King’s
Theatre, Edinburgh
Three
stars
The
shadow of St Paul’s hangs over a war-torn London throughout this revival of
Hattie Naylor’s adaptation of Sarah Waters’ brooding novel of overlapping
lives, brought to life for this current tour by the Original Theatre Company
and York Theatre Royal. It’s there in 1947, where the story starts with Phoebe
Pryce’s rudderless former war-time ambulance worker Kay, wandering the bombed-out
London streets in search of old certainties and lost love as the crux of a romantic
triangle with Florence Roberts’ Helen and Izabella Urbanowicz’s Julia. It’s
there too as Waters’ story rewinds, first to 1944, then to 1941, both less
indifferent times that show how Helen ended up running a dating agency for
those attempting to get back to how things were. That was before the first
excited flush of her affair with Julia left her in a similar state of decline.
Everybody
is bereft in the first half of Alastair Whatley’s production, with both Helen’s
assistant Viv and Viv’s brother Duncan attempting to find some kind of
salvation by holding on to the past. As they cling to each other for dear life in
the emotional crossfire, like St Paul’s, they survive.
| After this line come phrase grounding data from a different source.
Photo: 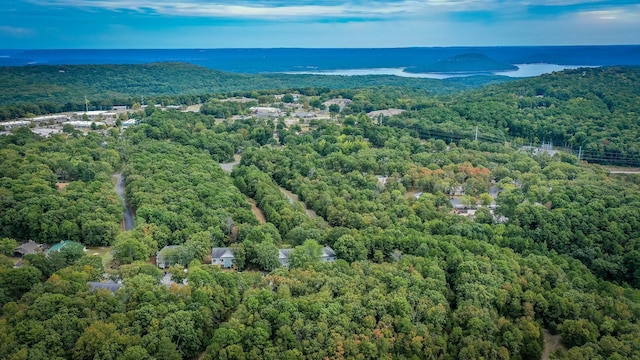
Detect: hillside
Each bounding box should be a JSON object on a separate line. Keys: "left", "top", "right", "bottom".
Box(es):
{"left": 372, "top": 66, "right": 640, "bottom": 166}
{"left": 406, "top": 53, "right": 518, "bottom": 73}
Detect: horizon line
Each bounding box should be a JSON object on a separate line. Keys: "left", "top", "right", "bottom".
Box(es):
{"left": 2, "top": 44, "right": 640, "bottom": 51}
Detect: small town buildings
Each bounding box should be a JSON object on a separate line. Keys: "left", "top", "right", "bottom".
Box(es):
{"left": 31, "top": 115, "right": 70, "bottom": 125}
{"left": 211, "top": 246, "right": 337, "bottom": 269}
{"left": 323, "top": 98, "right": 352, "bottom": 110}
{"left": 74, "top": 111, "right": 116, "bottom": 121}
{"left": 46, "top": 240, "right": 85, "bottom": 256}
{"left": 63, "top": 121, "right": 105, "bottom": 128}
{"left": 250, "top": 107, "right": 283, "bottom": 118}
{"left": 321, "top": 246, "right": 337, "bottom": 262}
{"left": 13, "top": 240, "right": 43, "bottom": 257}
{"left": 211, "top": 247, "right": 235, "bottom": 268}
{"left": 1, "top": 121, "right": 30, "bottom": 130}
{"left": 278, "top": 249, "right": 293, "bottom": 267}
{"left": 367, "top": 108, "right": 406, "bottom": 118}
{"left": 122, "top": 119, "right": 138, "bottom": 129}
Like the blitzed houses
they once occupied, however, they are empty shells, sleep-walking their way
through loveless half-lives in the rubble.
A
slow-burning sense of sadness permeates the world conjured up by David Woodhead’s
set and the midnight blues of Nic Farman’s lighting, with Whatley’s cast of
eight woozily pulsed along by Sophie Cotton’s stately score. Through the slow
unfurling of fractured lives, we see the damage inflicted on a generation whose
accidental flight into personal liberation as much as something greater ends up
leaving them with nothing once they come blinking into the light. If things don’t
always catch fire here, Naylor’s reimagining of Waters’ story nevertheless lays
bare the need to find a reason to live throughout dark times.